CN216167947U - Traction device for embedded tooth - Google Patents

Abstract

The utility model provides an embedded tooth traction device which comprises a retention plate, a connecting rod and a traction hook, wherein one end of the connecting rod is connected with the retention plate, the other end of the connecting rod is connected with the traction hook, and scales are arranged on the connecting rod.

Description

Traction device for embedded tooth

Technical Field

The utility model relates to the field of oral clinical medicine, in particular to an embedded tooth traction device.

Background

The buried teeth refer to teeth which have passed the eruption period and still can not erupt in the jaw bone tissues, the incidence rate is higher and is about 25% -50%, and the buried teeth are usually generated at the positions of third molar (the incidence rate is 3.63% -31.98%), maxillary canine (the incidence rate is 0.77% -7.92%), maxillary incisors (the incidence rate is 0.06% -0.2%), mandibular canine (the incidence rate is 0.92% -5.1%) and the like.

The buried teeth are the common cause of malocclusion and deformity, and if not treated in time, the buried teeth will affect the adjacent important anatomical structures or be forced to be removed due to abnormal tooth root development, affect the chewing function and the appearance, and seriously affect the pronunciation, the appearance and the psychology of patients. The ratio of palatal arrest is reported to be higher in an embedded tooth than buccal arrest, and the ratio of palatal arrest varies from 1: 2 to 1: 9. In the case of maxillary canine teeth, palatal impaction accounts for approximately 85%, and buccal impaction accounts for 15%. Due to the anatomical position, the self shape and the like, 50.31 percent of the embedded teeth are surgically extracted, and 31.68 percent of the embedded teeth are surgically windowed to guide the orthodontic traction.

At present, when the traction treatment of the embedded tooth is clinically carried out, the mode of combined treatment of window opening and orthodontic traction is usually adopted for sprouting assistance in a surgical operation, the principle is that the CBCT and the X-ray film of the embedded tooth are shot to judge the possible range of the embedded traction and the bone removal range, then part of alveolar bone is removed through surgical window opening, the dental crown of the embedded tooth is exposed, and the finished chain-shaped tongue side buckle or the bracket is bonded in a matching way, and simultaneously the orthodontic treatment mainly for fixing orthodontics is matched, so that the embedded tooth enters the corresponding tooth position, and the malocclusion deformity is solved. When the traction of the buried teeth is carried out, the palatine side occlusion is caused because the palatine side mucous membrane in the anatomical structure is thick and is fragile and has no deformability, meanwhile, the relative visual field of the palatine side operation is poor, the traction direction is difficult to judge well, and a proper traction piece and a matched traction method are lacked, so that the partial palatine side buried teeth are easy to fail in traction.
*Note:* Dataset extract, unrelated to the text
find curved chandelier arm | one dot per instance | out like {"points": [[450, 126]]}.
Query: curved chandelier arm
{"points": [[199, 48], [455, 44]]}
The success rate of traction for palatine side buried teeth is reported to be about 70%, much lower than buccal side stopping teeth (90%).

Problems with current traction treatments for an embedded tooth include:

(1) the problem of difficult traction caused by poor visual field and complex position;

(2) the pull tongue side buckle and the bracket falling rate are high;

(3) the direction of the traction force cannot be well controlled by the traction piece;

(4) the traction piece can not quantitatively or visually display the traction amount at each time, and the like, so that the traction is easy to fail.

SUMMERY OF THE UTILITY MODEL

In view of the above technical problems, the present invention provides an embedded tooth traction device, which includes a retention plate, a connecting rod and a traction hook, wherein one end of the connecting rod is connected with the retention plate, the other end of the connecting rod is connected with the traction hook, and the connecting rod is provided with scales.

Further, the retention plate has a curved structure to define an outer curved surface and an inner curved surface, and the connecting rod is connected to the outer curved surface of the retention plate.

Further, the contour of the inner curved surface is adapted to the contour of the target crown.

Further, the section of the connecting rod perpendicular to the extending direction of the connecting rod is circular, oval or round-corner polygon.

Furthermore, a through hole is formed in the position fixing plate.

Furthermore, the retention plate, the connecting rod and the traction hook are made of metal materials.

Further, the retention plate, the connecting rod and the towing hook are integrally formed.

Further, the number of the towing hook is at least 1.

Further, the inner curved surface is subjected to roughening treatment.

Further, the rest surfaces of the position-retaining plate except the inner curved surface and the outer surface of the connecting rod are polished.

The utility model relates to an embedded tooth traction device, which aims to improve the traction success rate of embedded teeth (especially palatal side embedded teeth) and shorten the treatment course of the embedded teeth in the traction treatment of the embedded teeth. The traction device for the embedded tooth improves the bonding effect with the dental crown of the embedded tooth, and is not easy to fall off; the connecting rod is provided with quantitative scale indexes, and the traction amount of the embedded tooth at each time can be accurately quantized, so that the embedded tooth is efficiently and orderly pulled; the traction hook is suitable for controllably realizing multi-angle and multi-directional traction; the posture of the embedded tooth can be reflected through the posture of the traction hook, and the position of the embedded tooth can be better mastered through matching with the scale of the connecting rod.

The conception, the specific structure and the technical effects of the present invention will be further described with reference to the accompanying drawings to fully understand the objects, the features and the effects of the present invention.

Drawings

FIG. 1 is a schematic structural view of an embodiment of an implantable dental distraction device according to the utility model;

FIG. 2 is a schematic structural view from another perspective of an embodiment of an implantable dental distraction device according to the utility model;

FIG. 3 is a schematic structural view of an embodiment of the present invention showing an embodiment of an implantable dental traction device, wherein Roman numerals are provided on the connecting rods;

fig. 4 is a schematic structural view of an embedded tooth traction device according to another embodiment of the utility model, wherein the end of the traction hook is provided with an enlarged bulb structure.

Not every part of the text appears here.